Gastblog van Edo van Uchelen , herpetoloog

Er is nog betrekkelijk weinig wetenschappelijk onderzoek gedaan naar het effect van klimaatverandering op amfibieën en reptielen. Opvallend is dat vrijwel alle studies er van tevoren al vanuit gaan dat klimaatverandering nadelig is voor amfibieën en reptielen, met name omdat ze zich niet gemakkelijk kunnen verplaatsen.
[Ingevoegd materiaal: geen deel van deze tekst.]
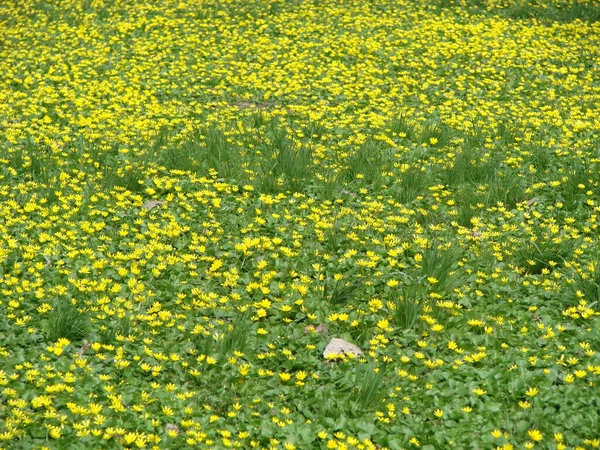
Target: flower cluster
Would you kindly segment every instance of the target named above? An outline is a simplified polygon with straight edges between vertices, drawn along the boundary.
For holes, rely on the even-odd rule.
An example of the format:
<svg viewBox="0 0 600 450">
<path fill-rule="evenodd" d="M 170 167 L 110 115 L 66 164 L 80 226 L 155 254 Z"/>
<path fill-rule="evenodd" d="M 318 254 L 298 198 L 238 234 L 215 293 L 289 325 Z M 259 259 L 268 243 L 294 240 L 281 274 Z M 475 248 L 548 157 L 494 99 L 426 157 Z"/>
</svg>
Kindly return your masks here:
<svg viewBox="0 0 600 450">
<path fill-rule="evenodd" d="M 0 447 L 600 446 L 595 2 L 0 17 Z"/>
</svg>

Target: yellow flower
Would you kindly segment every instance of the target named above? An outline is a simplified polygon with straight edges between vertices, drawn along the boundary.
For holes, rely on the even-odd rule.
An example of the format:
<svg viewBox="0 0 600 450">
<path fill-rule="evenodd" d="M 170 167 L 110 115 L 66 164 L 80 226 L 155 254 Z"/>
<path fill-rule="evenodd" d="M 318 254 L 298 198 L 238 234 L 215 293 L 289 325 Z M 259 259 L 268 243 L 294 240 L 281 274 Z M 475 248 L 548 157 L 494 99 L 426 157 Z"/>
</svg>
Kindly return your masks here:
<svg viewBox="0 0 600 450">
<path fill-rule="evenodd" d="M 420 447 L 421 446 L 421 443 L 419 442 L 419 440 L 416 437 L 410 438 L 410 440 L 408 442 L 411 443 L 412 445 L 416 446 L 416 447 Z"/>
<path fill-rule="evenodd" d="M 137 439 L 137 435 L 135 433 L 127 433 L 125 436 L 123 436 L 123 440 L 125 441 L 125 444 L 127 445 L 131 445 L 133 444 Z"/>
<path fill-rule="evenodd" d="M 575 377 L 572 373 L 568 373 L 565 375 L 565 383 L 571 384 L 573 381 L 575 381 Z"/>
<path fill-rule="evenodd" d="M 390 322 L 386 319 L 382 319 L 379 322 L 377 322 L 377 328 L 381 328 L 385 331 L 391 331 Z"/>
<path fill-rule="evenodd" d="M 289 373 L 287 373 L 287 372 L 282 372 L 282 373 L 279 374 L 279 379 L 281 381 L 289 381 L 290 378 L 292 378 L 292 376 Z"/>
<path fill-rule="evenodd" d="M 250 372 L 250 364 L 242 364 L 238 367 L 240 375 L 245 377 Z"/>
<path fill-rule="evenodd" d="M 529 397 L 535 397 L 536 395 L 538 395 L 539 392 L 540 391 L 538 390 L 538 388 L 530 387 L 529 389 L 527 389 L 527 392 L 525 392 L 525 395 Z"/>
<path fill-rule="evenodd" d="M 529 430 L 527 434 L 529 435 L 529 438 L 535 442 L 540 442 L 544 438 L 542 433 L 540 433 L 538 430 Z"/>
</svg>

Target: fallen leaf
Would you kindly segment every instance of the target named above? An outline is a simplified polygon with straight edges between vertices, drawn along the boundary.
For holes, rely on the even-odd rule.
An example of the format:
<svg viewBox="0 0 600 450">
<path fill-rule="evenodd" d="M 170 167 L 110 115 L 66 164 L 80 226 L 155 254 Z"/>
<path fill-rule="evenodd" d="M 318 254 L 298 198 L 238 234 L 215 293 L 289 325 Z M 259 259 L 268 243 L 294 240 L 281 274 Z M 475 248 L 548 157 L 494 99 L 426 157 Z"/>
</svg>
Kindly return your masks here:
<svg viewBox="0 0 600 450">
<path fill-rule="evenodd" d="M 304 327 L 305 333 L 321 333 L 323 336 L 327 336 L 328 333 L 327 325 L 320 324 L 316 327 L 314 325 L 307 325 Z"/>
<path fill-rule="evenodd" d="M 83 346 L 79 349 L 79 359 L 83 358 L 83 354 L 85 353 L 85 351 L 90 348 L 92 344 L 88 341 L 83 341 Z"/>
<path fill-rule="evenodd" d="M 321 333 L 323 336 L 327 336 L 327 333 L 329 332 L 329 330 L 327 329 L 327 325 L 325 325 L 324 323 L 317 325 L 315 331 L 317 333 Z"/>
<path fill-rule="evenodd" d="M 271 106 L 271 104 L 267 103 L 267 102 L 248 102 L 248 101 L 235 102 L 234 105 L 240 109 L 246 109 L 246 108 L 264 109 L 264 108 L 268 108 Z"/>
<path fill-rule="evenodd" d="M 169 431 L 174 431 L 174 432 L 175 432 L 175 433 L 177 433 L 177 434 L 179 434 L 179 433 L 181 432 L 181 431 L 179 430 L 179 427 L 178 427 L 177 425 L 173 424 L 173 423 L 168 423 L 168 424 L 165 426 L 165 431 L 167 431 L 167 433 L 168 433 Z"/>
<path fill-rule="evenodd" d="M 52 260 L 50 259 L 50 257 L 48 255 L 43 255 L 44 259 L 46 260 L 46 267 L 50 267 L 52 266 Z"/>
<path fill-rule="evenodd" d="M 143 208 L 150 210 L 156 206 L 163 205 L 164 203 L 165 202 L 163 200 L 148 200 L 146 203 L 144 203 Z"/>
</svg>

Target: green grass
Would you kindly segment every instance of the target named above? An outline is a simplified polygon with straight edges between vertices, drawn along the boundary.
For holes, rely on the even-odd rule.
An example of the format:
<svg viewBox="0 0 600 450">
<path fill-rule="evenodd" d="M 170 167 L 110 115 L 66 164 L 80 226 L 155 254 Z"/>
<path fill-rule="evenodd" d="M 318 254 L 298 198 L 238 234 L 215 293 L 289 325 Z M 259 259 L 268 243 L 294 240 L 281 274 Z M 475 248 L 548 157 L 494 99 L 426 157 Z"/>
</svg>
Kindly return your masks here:
<svg viewBox="0 0 600 450">
<path fill-rule="evenodd" d="M 578 271 L 573 283 L 573 299 L 581 294 L 592 305 L 600 302 L 600 268 L 598 259 L 588 264 L 584 270 Z M 578 295 L 579 294 L 579 295 Z M 574 302 L 576 303 L 576 302 Z"/>
<path fill-rule="evenodd" d="M 44 325 L 44 335 L 48 342 L 59 339 L 81 341 L 89 334 L 88 316 L 81 308 L 68 300 L 57 300 Z"/>
<path fill-rule="evenodd" d="M 233 351 L 243 352 L 250 345 L 251 332 L 252 322 L 248 314 L 235 317 L 219 342 L 218 353 L 229 355 Z"/>
<path fill-rule="evenodd" d="M 562 242 L 561 242 L 562 241 Z M 542 270 L 554 270 L 572 256 L 575 242 L 561 238 L 542 237 L 524 242 L 516 252 L 520 267 L 527 273 L 540 274 Z"/>
<path fill-rule="evenodd" d="M 442 246 L 432 242 L 423 250 L 421 279 L 434 278 L 435 290 L 450 292 L 464 283 L 458 271 L 461 252 L 451 245 Z"/>
<path fill-rule="evenodd" d="M 389 164 L 387 153 L 381 143 L 367 139 L 358 151 L 346 159 L 345 164 L 348 168 L 344 176 L 345 181 L 348 183 L 364 181 L 375 189 L 381 188 L 384 182 L 383 172 Z"/>
<path fill-rule="evenodd" d="M 382 392 L 383 378 L 383 370 L 373 364 L 358 366 L 354 379 L 355 392 L 349 399 L 352 407 L 358 411 L 364 411 L 378 406 L 384 395 Z"/>
<path fill-rule="evenodd" d="M 261 137 L 259 149 L 256 180 L 259 191 L 273 193 L 305 189 L 306 181 L 313 176 L 315 170 L 309 146 L 301 145 L 298 148 L 281 124 L 272 122 Z"/>
<path fill-rule="evenodd" d="M 414 330 L 418 325 L 420 303 L 424 303 L 426 289 L 419 284 L 411 283 L 400 290 L 394 306 L 394 324 L 401 330 Z"/>
</svg>

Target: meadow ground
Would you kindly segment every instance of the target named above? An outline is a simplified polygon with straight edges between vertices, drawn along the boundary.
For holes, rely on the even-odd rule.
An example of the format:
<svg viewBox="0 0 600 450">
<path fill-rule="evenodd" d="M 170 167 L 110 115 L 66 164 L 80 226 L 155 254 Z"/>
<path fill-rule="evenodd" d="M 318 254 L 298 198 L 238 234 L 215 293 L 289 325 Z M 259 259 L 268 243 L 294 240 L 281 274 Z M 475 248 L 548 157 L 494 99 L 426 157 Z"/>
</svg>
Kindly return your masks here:
<svg viewBox="0 0 600 450">
<path fill-rule="evenodd" d="M 598 448 L 599 20 L 1 2 L 0 448 Z"/>
</svg>

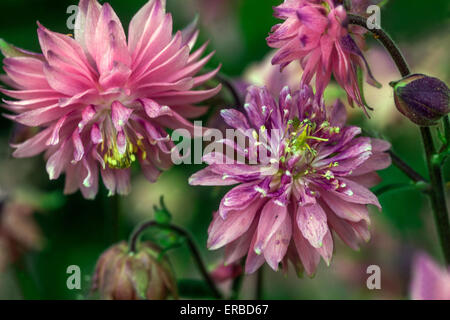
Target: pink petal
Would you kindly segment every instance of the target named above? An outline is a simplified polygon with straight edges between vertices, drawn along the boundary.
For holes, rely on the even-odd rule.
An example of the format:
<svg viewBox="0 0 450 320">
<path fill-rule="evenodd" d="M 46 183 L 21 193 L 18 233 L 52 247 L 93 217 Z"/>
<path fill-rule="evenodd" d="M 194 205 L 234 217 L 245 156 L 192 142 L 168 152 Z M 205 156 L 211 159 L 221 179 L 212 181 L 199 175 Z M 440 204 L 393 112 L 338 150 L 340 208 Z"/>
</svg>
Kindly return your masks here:
<svg viewBox="0 0 450 320">
<path fill-rule="evenodd" d="M 272 236 L 278 231 L 288 216 L 287 208 L 276 199 L 271 199 L 262 209 L 254 250 L 261 254 Z"/>
<path fill-rule="evenodd" d="M 383 170 L 392 163 L 388 153 L 380 152 L 373 154 L 367 161 L 352 171 L 352 176 L 359 176 L 377 170 Z"/>
<path fill-rule="evenodd" d="M 100 144 L 103 142 L 103 135 L 100 131 L 98 123 L 94 123 L 91 128 L 91 141 L 94 144 Z"/>
<path fill-rule="evenodd" d="M 81 164 L 71 164 L 68 163 L 66 166 L 66 181 L 64 184 L 64 194 L 72 194 L 76 192 L 80 185 L 80 170 Z"/>
<path fill-rule="evenodd" d="M 230 242 L 225 247 L 225 264 L 231 264 L 244 257 L 249 251 L 253 236 L 256 233 L 258 220 L 253 219 L 253 223 L 248 230 L 236 240 Z"/>
<path fill-rule="evenodd" d="M 125 32 L 114 10 L 108 3 L 102 6 L 100 18 L 95 30 L 95 61 L 101 75 L 107 74 L 114 63 L 131 65 Z"/>
<path fill-rule="evenodd" d="M 216 250 L 244 234 L 253 222 L 261 204 L 261 200 L 255 200 L 244 211 L 230 212 L 226 219 L 223 219 L 218 213 L 215 213 L 208 230 L 208 248 L 210 250 Z"/>
<path fill-rule="evenodd" d="M 255 243 L 256 243 L 257 233 L 253 234 L 252 242 L 250 243 L 250 248 L 248 250 L 247 259 L 245 260 L 245 273 L 252 274 L 259 269 L 264 264 L 264 255 L 256 254 Z"/>
<path fill-rule="evenodd" d="M 151 56 L 148 52 L 145 52 L 147 44 L 150 44 L 150 40 L 158 40 L 154 38 L 157 34 L 157 30 L 163 30 L 165 35 L 171 35 L 170 32 L 166 32 L 166 28 L 162 28 L 164 25 L 164 3 L 160 0 L 148 1 L 133 17 L 130 22 L 128 30 L 128 48 L 133 55 L 133 59 L 139 54 L 147 53 L 146 56 Z M 161 41 L 160 42 L 164 42 Z M 148 48 L 148 47 L 147 47 Z"/>
<path fill-rule="evenodd" d="M 360 204 L 373 204 L 381 209 L 381 205 L 377 199 L 377 197 L 366 187 L 357 184 L 356 182 L 339 178 L 341 185 L 344 183 L 345 187 L 340 188 L 336 191 L 332 190 L 331 192 L 341 198 L 342 200 L 352 202 L 352 203 L 360 203 Z"/>
<path fill-rule="evenodd" d="M 450 273 L 428 255 L 421 253 L 415 257 L 412 273 L 410 291 L 413 300 L 450 299 Z"/>
<path fill-rule="evenodd" d="M 51 134 L 52 128 L 49 127 L 21 144 L 11 145 L 13 148 L 16 148 L 13 156 L 16 158 L 28 158 L 43 152 L 47 149 L 46 141 L 50 138 Z"/>
<path fill-rule="evenodd" d="M 91 59 L 95 57 L 95 29 L 98 24 L 102 6 L 97 0 L 81 0 L 78 5 L 79 11 L 75 22 L 74 37 L 83 50 L 90 54 Z"/>
<path fill-rule="evenodd" d="M 95 199 L 98 192 L 98 165 L 91 159 L 83 159 L 80 190 L 86 199 Z"/>
<path fill-rule="evenodd" d="M 47 173 L 50 180 L 56 180 L 59 178 L 67 164 L 71 160 L 73 147 L 70 142 L 64 141 L 62 146 L 53 153 L 53 155 L 47 160 Z"/>
<path fill-rule="evenodd" d="M 317 265 L 320 262 L 320 255 L 315 248 L 311 246 L 308 240 L 306 240 L 300 230 L 296 227 L 294 221 L 293 224 L 293 238 L 297 254 L 302 261 L 308 276 L 313 276 L 316 272 Z"/>
<path fill-rule="evenodd" d="M 297 226 L 311 246 L 320 248 L 328 232 L 327 216 L 319 204 L 299 205 Z"/>
<path fill-rule="evenodd" d="M 353 250 L 359 250 L 359 236 L 356 234 L 351 222 L 340 219 L 333 212 L 327 211 L 328 223 L 330 227 L 339 235 Z"/>
<path fill-rule="evenodd" d="M 369 211 L 364 204 L 344 201 L 329 192 L 322 192 L 321 196 L 328 207 L 330 207 L 338 217 L 352 222 L 361 220 L 370 221 Z"/>
<path fill-rule="evenodd" d="M 284 221 L 281 223 L 278 230 L 270 238 L 266 247 L 264 248 L 264 258 L 269 266 L 277 271 L 278 265 L 286 255 L 289 243 L 292 236 L 291 217 L 285 215 Z"/>
<path fill-rule="evenodd" d="M 117 131 L 122 131 L 132 113 L 133 109 L 125 107 L 119 101 L 111 104 L 111 119 Z"/>
<path fill-rule="evenodd" d="M 84 145 L 81 140 L 80 133 L 78 130 L 75 130 L 72 134 L 72 142 L 73 142 L 73 160 L 75 162 L 81 161 L 84 156 Z"/>
<path fill-rule="evenodd" d="M 210 167 L 194 173 L 189 178 L 191 186 L 229 186 L 239 183 L 238 180 L 231 178 L 223 178 L 223 175 L 217 174 Z"/>
<path fill-rule="evenodd" d="M 323 246 L 317 248 L 317 252 L 322 256 L 323 260 L 327 266 L 330 266 L 331 258 L 333 256 L 333 237 L 331 231 L 328 230 L 326 235 L 323 237 Z"/>
</svg>

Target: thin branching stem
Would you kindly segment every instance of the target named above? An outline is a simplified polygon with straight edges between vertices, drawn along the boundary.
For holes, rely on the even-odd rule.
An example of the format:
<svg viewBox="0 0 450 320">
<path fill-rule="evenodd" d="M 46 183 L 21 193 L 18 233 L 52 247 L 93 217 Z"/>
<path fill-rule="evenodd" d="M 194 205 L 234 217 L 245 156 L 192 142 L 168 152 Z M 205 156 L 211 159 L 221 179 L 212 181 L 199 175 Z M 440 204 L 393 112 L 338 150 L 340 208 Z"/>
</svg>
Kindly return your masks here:
<svg viewBox="0 0 450 320">
<path fill-rule="evenodd" d="M 189 250 L 192 254 L 192 257 L 194 258 L 194 261 L 197 264 L 197 268 L 200 271 L 200 273 L 202 274 L 205 282 L 208 284 L 208 287 L 210 288 L 211 293 L 214 295 L 214 297 L 216 299 L 222 299 L 222 294 L 217 289 L 213 279 L 211 278 L 211 276 L 208 272 L 208 269 L 206 268 L 205 264 L 203 263 L 202 257 L 200 255 L 200 251 L 198 250 L 194 240 L 192 239 L 189 232 L 187 232 L 183 228 L 180 228 L 173 224 L 161 225 L 161 224 L 158 224 L 154 220 L 144 222 L 143 224 L 139 225 L 136 228 L 136 230 L 132 233 L 132 235 L 130 237 L 130 241 L 129 241 L 130 252 L 136 252 L 137 245 L 138 245 L 141 234 L 144 231 L 146 231 L 147 229 L 152 228 L 152 227 L 158 227 L 160 229 L 173 231 L 176 234 L 178 234 L 179 236 L 181 236 L 187 240 L 187 244 L 188 244 Z"/>
<path fill-rule="evenodd" d="M 406 77 L 411 74 L 408 63 L 403 57 L 400 49 L 383 29 L 368 29 L 367 19 L 353 14 L 348 14 L 348 22 L 350 24 L 355 24 L 366 28 L 374 34 L 375 38 L 383 44 L 391 55 L 402 77 Z M 448 123 L 446 125 L 448 125 Z M 438 230 L 439 242 L 444 252 L 444 258 L 446 264 L 450 265 L 450 222 L 447 212 L 447 201 L 442 168 L 440 164 L 433 162 L 433 157 L 436 155 L 436 147 L 433 141 L 431 129 L 429 127 L 420 127 L 420 133 L 425 148 L 427 167 L 431 183 L 431 190 L 428 192 L 428 195 L 430 196 L 431 207 L 433 209 L 436 228 Z"/>
</svg>

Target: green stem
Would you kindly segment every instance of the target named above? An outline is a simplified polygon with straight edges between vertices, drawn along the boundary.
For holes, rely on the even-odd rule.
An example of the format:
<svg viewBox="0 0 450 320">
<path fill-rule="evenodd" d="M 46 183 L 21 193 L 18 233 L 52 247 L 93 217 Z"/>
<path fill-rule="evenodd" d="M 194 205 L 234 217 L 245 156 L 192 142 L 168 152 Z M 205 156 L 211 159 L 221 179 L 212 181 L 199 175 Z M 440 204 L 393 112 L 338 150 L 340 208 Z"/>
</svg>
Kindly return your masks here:
<svg viewBox="0 0 450 320">
<path fill-rule="evenodd" d="M 263 299 L 263 292 L 264 292 L 264 266 L 261 266 L 259 268 L 257 274 L 256 274 L 256 292 L 255 297 L 256 300 L 262 300 Z"/>
<path fill-rule="evenodd" d="M 242 102 L 241 95 L 235 88 L 233 82 L 230 79 L 228 79 L 228 77 L 220 73 L 216 75 L 216 78 L 228 89 L 228 91 L 230 91 L 231 95 L 233 96 L 234 103 L 236 104 L 234 107 L 237 109 L 242 108 L 244 104 Z"/>
<path fill-rule="evenodd" d="M 233 280 L 233 284 L 231 285 L 231 296 L 230 300 L 237 300 L 239 299 L 239 294 L 241 292 L 242 283 L 244 282 L 244 269 L 245 269 L 245 260 L 241 262 L 242 272 L 239 276 L 237 276 Z"/>
<path fill-rule="evenodd" d="M 447 213 L 447 202 L 445 194 L 444 179 L 442 178 L 441 166 L 433 162 L 433 156 L 436 154 L 433 136 L 428 127 L 421 127 L 423 145 L 427 156 L 427 166 L 430 172 L 430 182 L 432 190 L 429 193 L 431 207 L 434 212 L 434 221 L 438 229 L 438 236 L 444 251 L 445 262 L 450 265 L 450 223 Z"/>
<path fill-rule="evenodd" d="M 367 19 L 353 14 L 348 14 L 350 24 L 355 24 L 367 29 Z M 382 29 L 367 29 L 375 35 L 386 50 L 391 55 L 402 77 L 411 74 L 408 63 L 406 62 L 400 49 L 392 38 Z M 422 141 L 425 148 L 428 172 L 430 175 L 431 190 L 428 193 L 431 200 L 431 207 L 438 230 L 439 241 L 444 252 L 447 265 L 450 265 L 450 223 L 447 212 L 446 195 L 442 178 L 442 169 L 440 165 L 433 163 L 433 157 L 436 154 L 431 129 L 429 127 L 420 127 Z"/>
<path fill-rule="evenodd" d="M 238 300 L 239 299 L 239 294 L 241 292 L 243 281 L 244 281 L 244 273 L 240 274 L 233 280 L 233 284 L 231 286 L 230 300 Z"/>
<path fill-rule="evenodd" d="M 392 191 L 420 190 L 428 192 L 429 188 L 430 186 L 428 183 L 424 183 L 421 181 L 416 182 L 415 184 L 393 183 L 375 190 L 374 193 L 377 197 L 380 197 L 381 195 Z"/>
<path fill-rule="evenodd" d="M 111 197 L 111 215 L 112 215 L 112 239 L 117 242 L 120 239 L 120 196 Z"/>
<path fill-rule="evenodd" d="M 143 224 L 139 225 L 135 231 L 133 231 L 133 233 L 130 237 L 130 241 L 129 241 L 130 252 L 136 252 L 137 245 L 138 245 L 141 234 L 144 231 L 146 231 L 148 228 L 151 228 L 151 227 L 158 227 L 161 229 L 173 231 L 176 234 L 178 234 L 179 236 L 181 236 L 187 240 L 187 244 L 188 244 L 189 250 L 191 251 L 192 257 L 194 258 L 194 261 L 196 262 L 197 267 L 198 267 L 200 273 L 202 274 L 205 282 L 208 284 L 208 286 L 211 290 L 211 293 L 214 295 L 214 297 L 216 299 L 222 299 L 222 294 L 217 289 L 214 281 L 212 280 L 212 278 L 208 272 L 208 269 L 206 268 L 205 264 L 203 263 L 202 257 L 200 255 L 200 251 L 197 249 L 197 246 L 195 245 L 194 240 L 192 239 L 191 235 L 186 230 L 184 230 L 178 226 L 172 225 L 172 224 L 161 225 L 161 224 L 158 224 L 154 220 L 144 222 Z"/>
<path fill-rule="evenodd" d="M 445 130 L 445 139 L 447 140 L 447 145 L 450 143 L 450 120 L 448 115 L 444 117 L 444 130 Z"/>
<path fill-rule="evenodd" d="M 397 156 L 393 151 L 388 151 L 389 155 L 391 156 L 392 163 L 399 168 L 401 171 L 403 171 L 404 174 L 408 176 L 412 181 L 418 183 L 427 183 L 426 179 L 422 177 L 417 171 L 415 171 L 413 168 L 411 168 L 405 161 L 403 161 L 399 156 Z"/>
</svg>

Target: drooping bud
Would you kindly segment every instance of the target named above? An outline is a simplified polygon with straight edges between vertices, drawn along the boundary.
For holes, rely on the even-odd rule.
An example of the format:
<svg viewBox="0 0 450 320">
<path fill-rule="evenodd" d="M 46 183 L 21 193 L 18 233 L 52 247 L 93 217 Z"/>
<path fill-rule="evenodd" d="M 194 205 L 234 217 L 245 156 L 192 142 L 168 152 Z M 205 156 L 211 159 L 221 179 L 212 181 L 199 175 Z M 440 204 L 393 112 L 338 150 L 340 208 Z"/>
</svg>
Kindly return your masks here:
<svg viewBox="0 0 450 320">
<path fill-rule="evenodd" d="M 123 241 L 106 250 L 95 268 L 92 290 L 105 300 L 163 300 L 178 298 L 169 261 L 150 242 L 135 253 Z"/>
<path fill-rule="evenodd" d="M 419 126 L 432 126 L 450 112 L 449 88 L 441 80 L 413 74 L 391 82 L 397 109 Z"/>
<path fill-rule="evenodd" d="M 239 263 L 229 265 L 220 264 L 212 272 L 211 277 L 217 283 L 233 280 L 242 274 L 242 266 Z"/>
</svg>

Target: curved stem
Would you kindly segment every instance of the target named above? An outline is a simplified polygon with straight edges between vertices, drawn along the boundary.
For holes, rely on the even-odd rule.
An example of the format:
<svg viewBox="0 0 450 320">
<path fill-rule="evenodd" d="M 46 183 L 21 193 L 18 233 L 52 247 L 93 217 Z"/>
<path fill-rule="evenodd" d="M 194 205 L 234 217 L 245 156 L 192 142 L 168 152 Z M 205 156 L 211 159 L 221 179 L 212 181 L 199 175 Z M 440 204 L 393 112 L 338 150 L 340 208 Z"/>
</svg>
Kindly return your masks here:
<svg viewBox="0 0 450 320">
<path fill-rule="evenodd" d="M 409 190 L 409 189 L 420 189 L 422 190 L 422 187 L 418 187 L 416 185 L 413 184 L 406 184 L 406 183 L 393 183 L 393 184 L 389 184 L 387 186 L 381 187 L 378 190 L 375 190 L 375 195 L 377 197 L 380 197 L 381 195 L 391 192 L 391 191 L 400 191 L 400 190 Z"/>
<path fill-rule="evenodd" d="M 406 77 L 411 73 L 408 63 L 403 57 L 402 52 L 397 47 L 392 38 L 386 32 L 384 32 L 383 29 L 368 29 L 367 19 L 358 15 L 349 13 L 347 14 L 347 18 L 350 24 L 356 24 L 360 27 L 363 27 L 375 35 L 375 38 L 383 44 L 383 46 L 391 55 L 392 60 L 394 60 L 395 64 L 397 65 L 398 71 L 400 71 L 402 77 Z"/>
<path fill-rule="evenodd" d="M 427 183 L 427 180 L 420 175 L 416 170 L 411 168 L 406 162 L 404 162 L 399 156 L 397 156 L 393 151 L 388 151 L 391 156 L 392 163 L 399 168 L 403 173 L 405 173 L 412 181 L 414 182 L 424 182 Z"/>
<path fill-rule="evenodd" d="M 197 246 L 195 245 L 194 240 L 192 239 L 191 235 L 186 230 L 184 230 L 178 226 L 172 225 L 172 224 L 161 225 L 161 224 L 158 224 L 154 220 L 144 222 L 143 224 L 141 224 L 140 226 L 138 226 L 136 228 L 136 230 L 132 233 L 132 235 L 130 237 L 130 241 L 129 241 L 130 252 L 136 252 L 137 244 L 139 242 L 139 238 L 140 238 L 141 234 L 145 230 L 147 230 L 148 228 L 151 228 L 151 227 L 158 227 L 158 228 L 162 228 L 162 229 L 166 229 L 166 230 L 171 230 L 171 231 L 177 233 L 179 236 L 184 237 L 187 240 L 187 244 L 189 246 L 189 250 L 191 251 L 192 257 L 194 258 L 195 263 L 197 264 L 197 267 L 198 267 L 200 273 L 202 274 L 203 278 L 205 279 L 206 283 L 208 284 L 211 292 L 213 293 L 213 295 L 216 299 L 222 299 L 222 294 L 217 289 L 214 281 L 210 277 L 209 272 L 206 269 L 205 264 L 203 263 L 202 257 L 200 255 L 199 250 L 197 249 Z"/>
<path fill-rule="evenodd" d="M 236 90 L 236 88 L 234 87 L 233 83 L 224 75 L 218 73 L 216 75 L 217 80 L 219 80 L 219 82 L 221 82 L 231 93 L 231 95 L 233 96 L 234 99 L 234 103 L 236 104 L 237 108 L 242 108 L 242 106 L 244 105 L 241 99 L 241 95 L 239 94 L 239 92 Z"/>
<path fill-rule="evenodd" d="M 375 35 L 386 50 L 391 55 L 402 77 L 408 76 L 411 71 L 403 57 L 400 49 L 396 46 L 391 37 L 382 29 L 368 29 L 367 19 L 353 14 L 348 14 L 348 22 L 366 28 Z M 427 159 L 428 172 L 430 175 L 431 190 L 428 193 L 431 199 L 434 219 L 438 230 L 439 241 L 444 252 L 447 265 L 450 265 L 450 222 L 447 212 L 446 195 L 442 178 L 442 169 L 438 164 L 433 163 L 433 156 L 436 148 L 429 127 L 420 127 L 423 145 Z"/>
</svg>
Amfibieën en reptielen zijn koudbloedige dieren. Anders dan zoogdieren en vogels zijn ze niet in staat hun lichaamstemperatuur constant te houden. In de winter verblijven ze noodzakelijkerwijs op een vorstvrije plaats in de bodem en zijn dan inactief. De periode van activiteit is afhankelijk van het klimaat en doorgaans ontwaken ze eind maart uit de winterslaap om eind oktober weer in de bodem te verdwijnen. Amfibieën en reptielen zijn vanwege hun koudbloedige levenswijze gevoeliger voor klimaatverandering als warmbloedige dieren. Ze zijn bovendien weinig mobiel en dus extra kwetsbaar voor veranderingen in hun leefgebied omdat ze niet gemakkelijk kunnen wegtrekken.

Uit een van de weinige lange termijn studies blijkt dat klimaatverandering bij de meeste soorten geen effect heeft op de activiteitsperiode. Een kortere en/of mildere winter doet de dieren dus niet eerder ontwaken. Een langer en warmer seizoen is mogelijk gunstig voor de groei, de dieren zijn vaker en langer actief en worden dus eerder geslachtsrijp. De warmteminnende amfibieën en reptielen in ons land nemen vrijwel alle in aantal toe, waarschijnlijk mede als gevolg van een langer en warmer seizoen. Opvallend is dat het hierbij ook gaat om bedreigde soorten van de Rode Lijst als boomkikker, geelbuikvuurpad, vroedmeesterpad, gladde slang en zandhagedis.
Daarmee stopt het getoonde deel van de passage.